Tuesday, March 24, 2009

Is Reia an object oriented language Joe Armstrong could actually like?

Short answer: no! Long answer: he might hate it less than the others.

Erlang creator Joe Armstrong is no fan of OOP. He says it sucks! Oof! As someone who is building an object oriented language on a platform pioneered by Joe, I feel I'm at least obligated to respond to his concerns. Due to its strong Erlang influences Reia's object system ends up working a lot different than most other OOP languages so in some ways this does address some of his concerns.

Let's look at them:

Objection 1: Data structure and functions should not be bound together

So first, a confession: Reia's "builtin" types (which I'll get to later) are guilty of this. So -1 on my Joe score.

However, Reia's objects are more than just data structures. This is certainly a complaint about OOP which holds for most languages: "object" is really a fancy word for "a big chunk of state" and sending an object a "message" is really some more high falloting verbeage for "making a function call". In this regard OOP ends up seeming pretty imperative: it's just a big fancy facade for calling functions which probe and mutate state.

Similar concerns were noted by Clojure author Rich Hickey in his article On State and Identity.
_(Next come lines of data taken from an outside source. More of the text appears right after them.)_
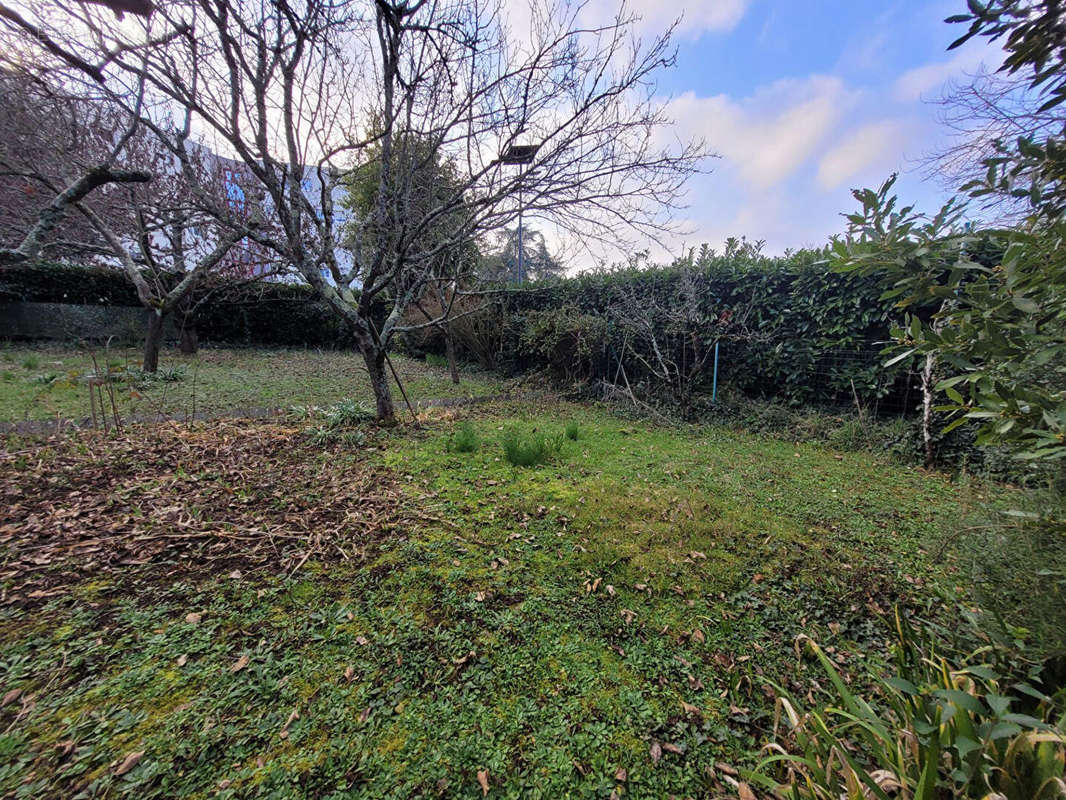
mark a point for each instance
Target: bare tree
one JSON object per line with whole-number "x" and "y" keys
{"x": 985, "y": 114}
{"x": 55, "y": 150}
{"x": 183, "y": 233}
{"x": 167, "y": 236}
{"x": 304, "y": 95}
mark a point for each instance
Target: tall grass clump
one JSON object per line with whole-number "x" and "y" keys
{"x": 529, "y": 450}
{"x": 465, "y": 440}
{"x": 978, "y": 725}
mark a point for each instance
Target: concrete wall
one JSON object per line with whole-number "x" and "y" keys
{"x": 67, "y": 321}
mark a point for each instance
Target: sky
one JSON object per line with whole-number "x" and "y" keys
{"x": 804, "y": 100}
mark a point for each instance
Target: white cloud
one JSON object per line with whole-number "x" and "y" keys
{"x": 921, "y": 81}
{"x": 771, "y": 134}
{"x": 697, "y": 16}
{"x": 877, "y": 143}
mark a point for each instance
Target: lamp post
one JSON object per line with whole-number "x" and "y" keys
{"x": 519, "y": 154}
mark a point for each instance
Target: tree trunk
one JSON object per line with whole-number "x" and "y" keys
{"x": 374, "y": 358}
{"x": 450, "y": 352}
{"x": 152, "y": 340}
{"x": 189, "y": 342}
{"x": 927, "y": 411}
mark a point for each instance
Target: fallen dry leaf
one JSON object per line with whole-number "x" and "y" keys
{"x": 240, "y": 665}
{"x": 689, "y": 708}
{"x": 129, "y": 762}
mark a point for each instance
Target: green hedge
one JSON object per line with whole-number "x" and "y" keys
{"x": 260, "y": 313}
{"x": 817, "y": 333}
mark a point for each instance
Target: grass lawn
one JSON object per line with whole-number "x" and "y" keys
{"x": 230, "y": 610}
{"x": 49, "y": 382}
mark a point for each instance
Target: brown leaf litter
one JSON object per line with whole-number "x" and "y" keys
{"x": 207, "y": 498}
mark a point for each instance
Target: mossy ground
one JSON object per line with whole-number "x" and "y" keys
{"x": 549, "y": 626}
{"x": 44, "y": 382}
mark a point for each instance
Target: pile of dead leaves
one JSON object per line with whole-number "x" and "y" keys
{"x": 215, "y": 496}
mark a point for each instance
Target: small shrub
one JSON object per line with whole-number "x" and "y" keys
{"x": 465, "y": 440}
{"x": 349, "y": 413}
{"x": 168, "y": 374}
{"x": 536, "y": 448}
{"x": 323, "y": 435}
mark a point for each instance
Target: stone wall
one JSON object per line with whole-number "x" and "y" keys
{"x": 66, "y": 321}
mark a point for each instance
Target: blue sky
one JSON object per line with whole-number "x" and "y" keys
{"x": 803, "y": 100}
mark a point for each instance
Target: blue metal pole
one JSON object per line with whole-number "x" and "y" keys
{"x": 714, "y": 386}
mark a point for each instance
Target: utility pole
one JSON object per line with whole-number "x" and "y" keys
{"x": 519, "y": 154}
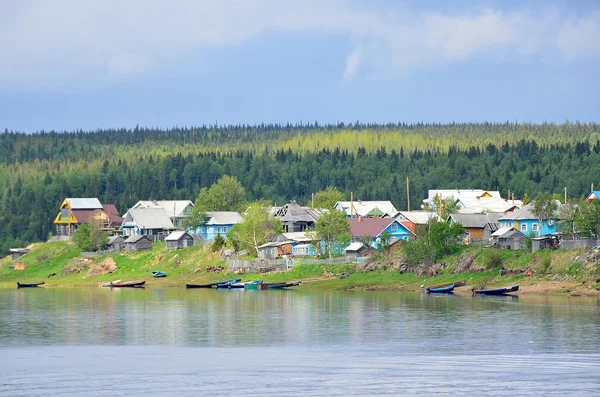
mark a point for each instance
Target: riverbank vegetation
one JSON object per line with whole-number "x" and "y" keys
{"x": 558, "y": 271}
{"x": 284, "y": 162}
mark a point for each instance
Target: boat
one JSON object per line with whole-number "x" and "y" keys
{"x": 29, "y": 285}
{"x": 455, "y": 284}
{"x": 109, "y": 284}
{"x": 129, "y": 284}
{"x": 214, "y": 285}
{"x": 253, "y": 284}
{"x": 264, "y": 286}
{"x": 243, "y": 285}
{"x": 443, "y": 289}
{"x": 496, "y": 291}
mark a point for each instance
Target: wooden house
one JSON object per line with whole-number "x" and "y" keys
{"x": 76, "y": 211}
{"x": 115, "y": 243}
{"x": 179, "y": 239}
{"x": 295, "y": 218}
{"x": 137, "y": 243}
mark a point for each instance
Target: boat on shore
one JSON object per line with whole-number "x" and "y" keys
{"x": 215, "y": 284}
{"x": 129, "y": 284}
{"x": 267, "y": 286}
{"x": 440, "y": 290}
{"x": 496, "y": 291}
{"x": 30, "y": 285}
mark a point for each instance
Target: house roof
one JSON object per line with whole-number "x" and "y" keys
{"x": 475, "y": 220}
{"x": 356, "y": 246}
{"x": 223, "y": 218}
{"x": 84, "y": 203}
{"x": 362, "y": 208}
{"x": 135, "y": 238}
{"x": 417, "y": 217}
{"x": 150, "y": 218}
{"x": 177, "y": 235}
{"x": 372, "y": 227}
{"x": 293, "y": 212}
{"x": 172, "y": 207}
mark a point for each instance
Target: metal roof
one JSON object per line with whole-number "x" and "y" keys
{"x": 84, "y": 203}
{"x": 151, "y": 218}
{"x": 223, "y": 218}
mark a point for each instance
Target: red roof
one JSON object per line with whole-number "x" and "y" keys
{"x": 372, "y": 227}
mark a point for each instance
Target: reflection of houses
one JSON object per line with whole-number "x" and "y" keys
{"x": 176, "y": 210}
{"x": 526, "y": 222}
{"x": 367, "y": 209}
{"x": 76, "y": 211}
{"x": 147, "y": 222}
{"x": 218, "y": 223}
{"x": 179, "y": 239}
{"x": 137, "y": 243}
{"x": 478, "y": 227}
{"x": 115, "y": 243}
{"x": 509, "y": 237}
{"x": 373, "y": 228}
{"x": 295, "y": 218}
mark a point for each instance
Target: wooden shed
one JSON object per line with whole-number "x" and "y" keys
{"x": 115, "y": 243}
{"x": 179, "y": 239}
{"x": 138, "y": 243}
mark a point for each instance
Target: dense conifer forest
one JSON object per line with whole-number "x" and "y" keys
{"x": 283, "y": 162}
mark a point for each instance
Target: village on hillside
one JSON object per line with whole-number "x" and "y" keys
{"x": 485, "y": 216}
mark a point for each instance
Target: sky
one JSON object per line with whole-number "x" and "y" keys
{"x": 72, "y": 64}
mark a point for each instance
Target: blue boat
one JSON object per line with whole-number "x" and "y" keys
{"x": 227, "y": 283}
{"x": 496, "y": 291}
{"x": 440, "y": 290}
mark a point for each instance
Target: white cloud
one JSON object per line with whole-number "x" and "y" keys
{"x": 62, "y": 40}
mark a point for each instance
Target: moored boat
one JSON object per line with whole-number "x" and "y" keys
{"x": 130, "y": 284}
{"x": 443, "y": 289}
{"x": 29, "y": 285}
{"x": 496, "y": 291}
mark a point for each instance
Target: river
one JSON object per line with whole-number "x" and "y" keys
{"x": 96, "y": 342}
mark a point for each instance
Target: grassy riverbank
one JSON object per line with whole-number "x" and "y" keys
{"x": 566, "y": 272}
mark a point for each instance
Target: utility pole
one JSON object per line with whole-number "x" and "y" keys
{"x": 407, "y": 195}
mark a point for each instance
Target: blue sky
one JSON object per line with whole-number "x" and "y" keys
{"x": 70, "y": 64}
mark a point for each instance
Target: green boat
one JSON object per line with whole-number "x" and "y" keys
{"x": 255, "y": 285}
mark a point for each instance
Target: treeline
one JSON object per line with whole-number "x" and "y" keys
{"x": 129, "y": 144}
{"x": 31, "y": 192}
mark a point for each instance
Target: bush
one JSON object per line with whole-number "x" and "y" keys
{"x": 492, "y": 259}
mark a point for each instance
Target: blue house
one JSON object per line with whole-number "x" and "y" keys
{"x": 375, "y": 227}
{"x": 526, "y": 222}
{"x": 218, "y": 223}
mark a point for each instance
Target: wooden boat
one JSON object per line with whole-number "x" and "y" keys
{"x": 264, "y": 286}
{"x": 253, "y": 284}
{"x": 110, "y": 283}
{"x": 129, "y": 284}
{"x": 29, "y": 285}
{"x": 443, "y": 290}
{"x": 215, "y": 284}
{"x": 455, "y": 284}
{"x": 496, "y": 291}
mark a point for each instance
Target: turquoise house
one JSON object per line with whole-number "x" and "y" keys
{"x": 218, "y": 223}
{"x": 375, "y": 227}
{"x": 526, "y": 222}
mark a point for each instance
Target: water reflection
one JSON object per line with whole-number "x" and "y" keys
{"x": 412, "y": 322}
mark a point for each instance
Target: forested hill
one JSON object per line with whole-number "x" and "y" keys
{"x": 282, "y": 162}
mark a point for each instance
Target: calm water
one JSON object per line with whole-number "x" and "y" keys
{"x": 93, "y": 342}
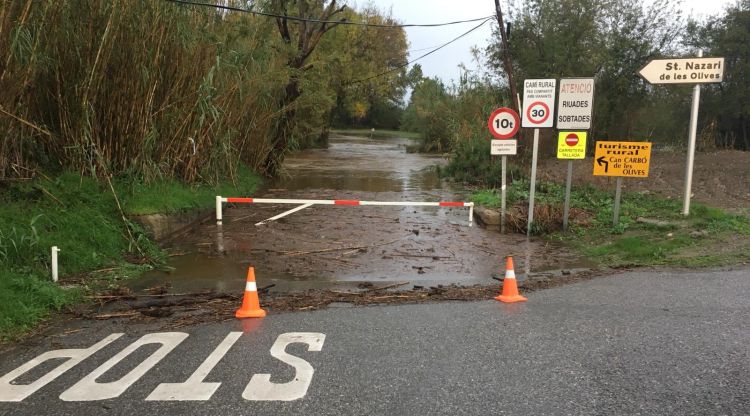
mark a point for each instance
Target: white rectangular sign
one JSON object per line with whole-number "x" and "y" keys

He notes that in most languages objects don't have real identities beyond their state and that OOP at its core is very much an imperative affair.

In Reia, all objects are Erlang processes and operate concurrently. Each object has a life of it's own... it's not just some lifeless chunk of data sitting somewhere in RAM, completely at the mercy of whatever modifications some random thread may throw at it.

Calling a method is more than just a function call. It uses messages... not goofy metaphorical messages but real, first-class messages. Presently Reia's objects are built on gen_server, so invoking a method on an object performs an RPC on the remote object.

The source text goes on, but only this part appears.